The LNG industry has used crude-linked prices since its inception a half-century ago in Algeria, Ernst & Young’s Nijoka said. Unlike gas, oil was a globally-traded commodity with transparent price-discovery mechanisms anyone could monitor anywhere in the world, he said.

Cheniere has bucked the rest of the LNG industry by basing contracts on the U.S. benchmark price from the Henry Hub pipeline nexus in Erath, Louisiana. The Henry Hub price has averaged $3.46 per million British thermal units this year, one- fifth the rate Japanese utilities pay for LNG imports from major sources such as Qatar and Indonesia, according to data compiled by Bloomberg.

Holding Out

Gas buyers in Asia and elsewhere probably will migrate to more Henry Hub-based pricing as existing long-term, oil-indexed contracts expire, Nijoka said. Energy producers will resist as long as they can to protect profits, he said.
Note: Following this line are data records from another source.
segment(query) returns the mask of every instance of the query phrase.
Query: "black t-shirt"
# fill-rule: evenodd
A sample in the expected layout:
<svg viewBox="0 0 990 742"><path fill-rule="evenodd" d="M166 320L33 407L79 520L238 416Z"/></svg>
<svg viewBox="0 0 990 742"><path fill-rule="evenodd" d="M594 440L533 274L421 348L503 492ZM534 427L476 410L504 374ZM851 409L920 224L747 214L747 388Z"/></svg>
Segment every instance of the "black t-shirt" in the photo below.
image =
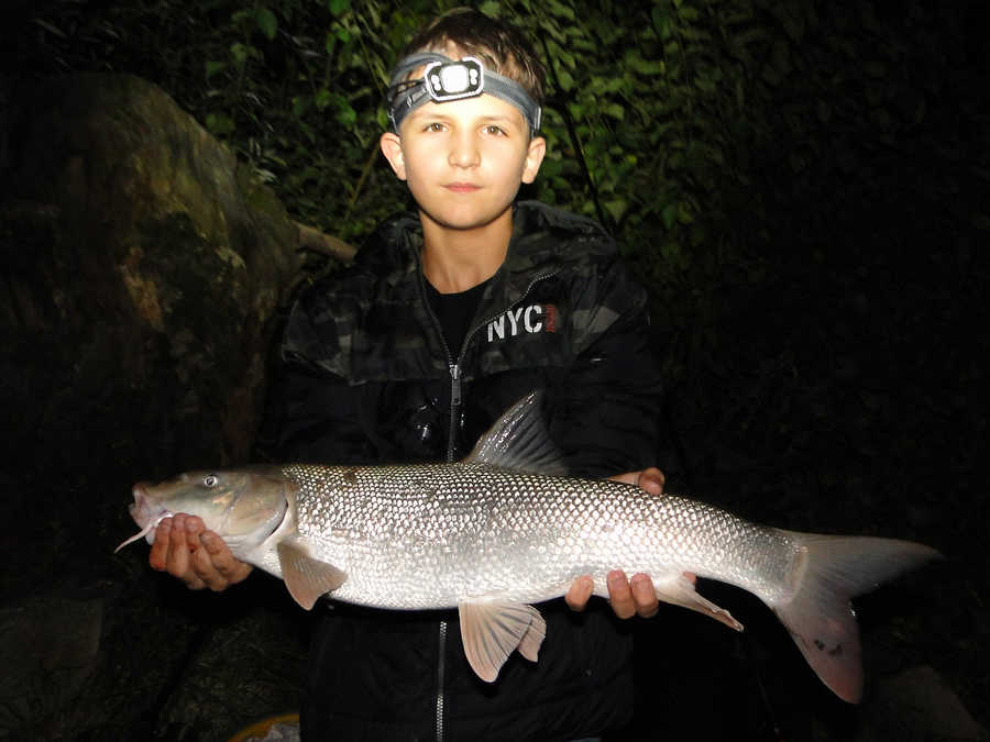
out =
<svg viewBox="0 0 990 742"><path fill-rule="evenodd" d="M454 359L461 352L461 345L471 329L471 320L474 319L474 312L490 280L492 279L458 294L440 294L430 281L426 281L427 300L440 321L443 340Z"/></svg>

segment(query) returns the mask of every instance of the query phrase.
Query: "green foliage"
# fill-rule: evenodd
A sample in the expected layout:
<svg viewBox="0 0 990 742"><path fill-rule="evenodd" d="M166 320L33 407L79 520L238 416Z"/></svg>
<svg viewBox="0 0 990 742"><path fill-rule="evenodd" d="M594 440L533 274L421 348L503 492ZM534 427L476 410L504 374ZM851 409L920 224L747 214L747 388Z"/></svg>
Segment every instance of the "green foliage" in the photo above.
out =
<svg viewBox="0 0 990 742"><path fill-rule="evenodd" d="M48 0L24 11L33 45L19 53L23 68L156 81L296 219L356 242L408 204L377 152L388 70L411 32L457 2L139 0L84 12ZM898 333L917 321L875 297L873 281L890 276L884 290L924 302L917 269L947 283L928 291L959 301L954 276L986 275L972 245L990 224L976 196L988 151L960 115L986 110L982 78L960 62L981 43L969 7L480 3L528 31L551 73L548 155L524 195L600 218L619 239L652 290L669 387L693 406L676 410L686 427L734 431L722 444L739 450L759 440L806 457L871 455L870 421L906 402L878 394L883 362L916 363ZM932 265L905 261L905 239ZM867 322L881 309L887 324ZM847 362L862 354L871 362ZM840 414L816 412L837 399ZM714 434L692 434L693 447L708 451ZM905 457L926 440L900 434ZM834 448L816 448L822 438Z"/></svg>

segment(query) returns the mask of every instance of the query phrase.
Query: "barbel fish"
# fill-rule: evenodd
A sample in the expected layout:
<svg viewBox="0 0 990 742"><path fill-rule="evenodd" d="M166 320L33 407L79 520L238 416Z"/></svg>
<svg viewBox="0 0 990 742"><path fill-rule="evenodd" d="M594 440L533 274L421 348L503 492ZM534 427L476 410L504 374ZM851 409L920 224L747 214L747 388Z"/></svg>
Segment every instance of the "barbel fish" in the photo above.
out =
<svg viewBox="0 0 990 742"><path fill-rule="evenodd" d="M163 518L198 516L238 558L285 580L306 609L323 595L376 608L457 608L468 661L494 682L514 652L536 662L546 624L534 603L581 575L646 573L660 600L736 630L691 575L769 606L840 698L862 694L850 599L938 556L928 546L799 533L638 487L564 476L535 392L459 463L290 464L194 472L138 484L130 511L145 536Z"/></svg>

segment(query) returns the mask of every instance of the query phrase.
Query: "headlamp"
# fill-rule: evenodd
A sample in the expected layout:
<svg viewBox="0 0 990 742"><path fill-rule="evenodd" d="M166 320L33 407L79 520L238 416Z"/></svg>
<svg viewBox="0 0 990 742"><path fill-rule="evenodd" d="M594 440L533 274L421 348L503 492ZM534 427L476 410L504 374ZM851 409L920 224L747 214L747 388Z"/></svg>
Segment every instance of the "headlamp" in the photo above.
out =
<svg viewBox="0 0 990 742"><path fill-rule="evenodd" d="M417 67L424 67L422 77L406 79ZM476 57L454 62L435 52L410 54L396 65L388 86L388 118L393 130L398 133L403 119L424 103L444 103L473 98L483 92L515 106L529 124L530 132L535 134L539 131L542 111L521 85L496 73L486 71Z"/></svg>

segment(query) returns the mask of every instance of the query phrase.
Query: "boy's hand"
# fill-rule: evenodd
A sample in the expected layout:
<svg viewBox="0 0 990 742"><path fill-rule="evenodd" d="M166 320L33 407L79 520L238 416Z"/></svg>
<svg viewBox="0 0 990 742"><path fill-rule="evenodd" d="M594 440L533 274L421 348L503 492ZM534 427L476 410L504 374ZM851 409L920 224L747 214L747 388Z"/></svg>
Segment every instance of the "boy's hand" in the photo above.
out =
<svg viewBox="0 0 990 742"><path fill-rule="evenodd" d="M202 519L185 513L158 523L147 561L152 569L178 577L191 590L227 589L252 569L234 558L223 539L206 530Z"/></svg>
<svg viewBox="0 0 990 742"><path fill-rule="evenodd" d="M627 472L626 474L617 474L608 478L615 481L637 485L651 495L663 494L663 473L653 466L641 472ZM660 601L657 600L653 580L650 579L649 575L637 573L632 575L631 579L627 579L626 574L622 569L613 569L608 573L606 579L608 602L612 605L612 610L619 618L627 619L636 614L642 618L650 618L659 610ZM571 585L571 589L564 596L564 601L572 610L584 610L593 590L594 580L591 575L583 575Z"/></svg>

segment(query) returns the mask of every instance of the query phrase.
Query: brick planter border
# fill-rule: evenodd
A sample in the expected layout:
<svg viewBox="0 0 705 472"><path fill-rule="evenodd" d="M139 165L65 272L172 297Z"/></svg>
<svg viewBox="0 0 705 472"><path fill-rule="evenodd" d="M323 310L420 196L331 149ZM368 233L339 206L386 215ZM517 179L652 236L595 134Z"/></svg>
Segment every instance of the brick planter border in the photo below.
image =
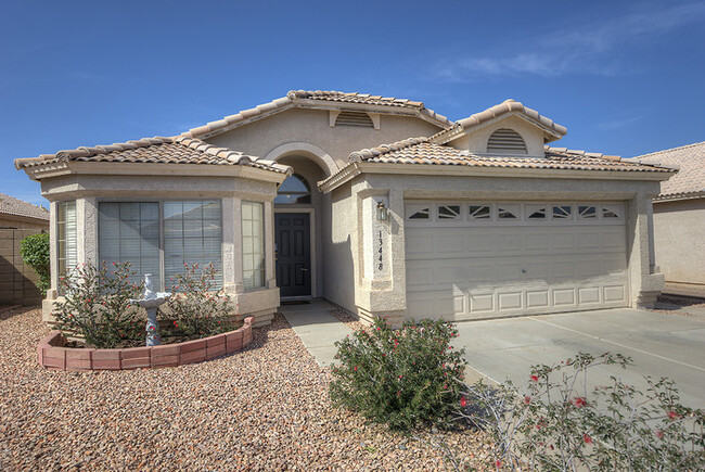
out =
<svg viewBox="0 0 705 472"><path fill-rule="evenodd" d="M185 343L125 349L80 349L63 347L66 337L52 331L37 346L39 363L55 370L127 370L176 367L201 362L242 350L252 343L254 317L228 333Z"/></svg>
“These companies like the idea of oil-based pricing because it gives them a lot more money, but the Asian buyers are pretty shrewd,” Nijoka said.

Despite the steep discount of U.S. gas to international prices, many Asian LNG importers may prefer to retain crude- linked contracts to avoid the volatility of domestic U.S. energy markets that can be roiled by hurricanes, winter storms and heat waves, said Betsy Spomer, senior vice president of business development at BG Group.

“Oil, as an index, has been robust for a long time, primarily because it’s a truly global commodity that is transparent and can’t be manipulated,” Spomer said at an LNG conference in Vancouver earlier this year. “You can’t find a coal index that has the same characteristics, and does Henry Hub really make sense in Tokyo?”